We’ve all heard of economics, but have you heard of environmental economics? Environmental economics is a type of economics that focuses on the financial impact of environmental policies. An environmental economist performs studies to figure out the empirical or theoretical effects environmental policies could have on the economy. With the help of environmental economics, users can design appropriate environmental policies and analyze the merits of existing or proposed policies.

 

The basic argument surrounding environmental economics is that the current market model does not account for all of the environmental costs of economic growth that exist. The negative factors, such as pollution, could lead to market failure. Environmental economists analyze the costs and benefits of various economic policies in order to prevent this from happening. This analysis involves running theoretical tests or studies on possible effects that environmental degradation could have on the environment.

 

For each environmental issues, there are many different potential strategies that could be used to solving this issue. For example, if a state is hoping to impose a transition to clean energy, there are a few options. The government can put a strict a limit on carbon emissions, or it can take a more incentive-based approach. One example of an incentive-based approach could be offering tax credits for companies if they adopt renewable power sources.

 

All strategies rely on state intervention in the market, but to varying degrees.

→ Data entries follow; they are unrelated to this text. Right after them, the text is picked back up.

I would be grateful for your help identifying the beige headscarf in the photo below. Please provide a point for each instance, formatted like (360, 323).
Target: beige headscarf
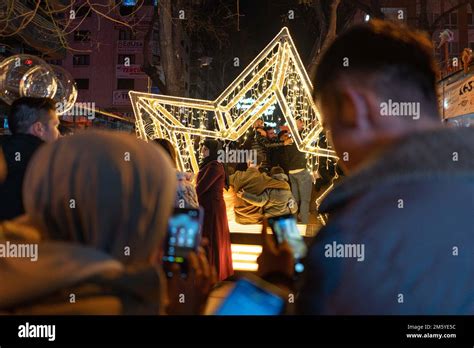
(106, 190)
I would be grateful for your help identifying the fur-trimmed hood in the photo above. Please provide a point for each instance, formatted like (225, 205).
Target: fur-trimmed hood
(443, 153)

One important factor in determining environmental economic policy is the degree to which this intervention is acceptable. This debate is known as prescriptive versus market-based. The prescriptive approach is one in which the government would manually control carbon dioxide and the market-based approach is one in which the government would create goals and incentives but otherwise allow companies to do whatever they want in order to meet these goals.

 

A transnational approach is also crucial in the study of environmental economics. Take, for example, aquatic depopulation. If an environmental economist identifies aquatic depopulation as a result of overfishing, the United States could impose regulations on its fishing industry in an attempt to fix the problem. But if similar action isn’t taken in a number of other nations that engage in overfishing, then the problem won’t be solved. The environment is something that people all around the world have to be responsible for, which means that oftentimes, the policies implemented as a result of environmental economic studies need to be part of a global effort.

 

The global nature of these environmental issues has led to the rise of a number of non-governmental organization (NGO’s). One of the biggest NGO’s with this mission is the International Panel on Climate Change (IPCC), which organizes annual forums where heads of state can negotiate international policies relating to the environment.

 

In the U.S, there is often contentious political debate surrounding policy proposals that stem from environmental economics. Government leaders often disagree about the level of externalized environmental costs, thus making is difficult to set up substantial environmental policies. The National Center for Environmental Economics, which is overseen by the Environmental Protection Agency (EPA) emphasizes market-based solutions to environmental problems. One of these solutions is the use of cap and trade policies for carbon emissions. The policy issues that they prioritize include analyzing the costs of climate change, encouraging biofuel use and addressing waste and pollution problems.

 

The study of environmental economics is instrumental to our government’s ability to create environmental policies. Without environmental economics, there would not be as many efforts in our government to make the planet a healthier place.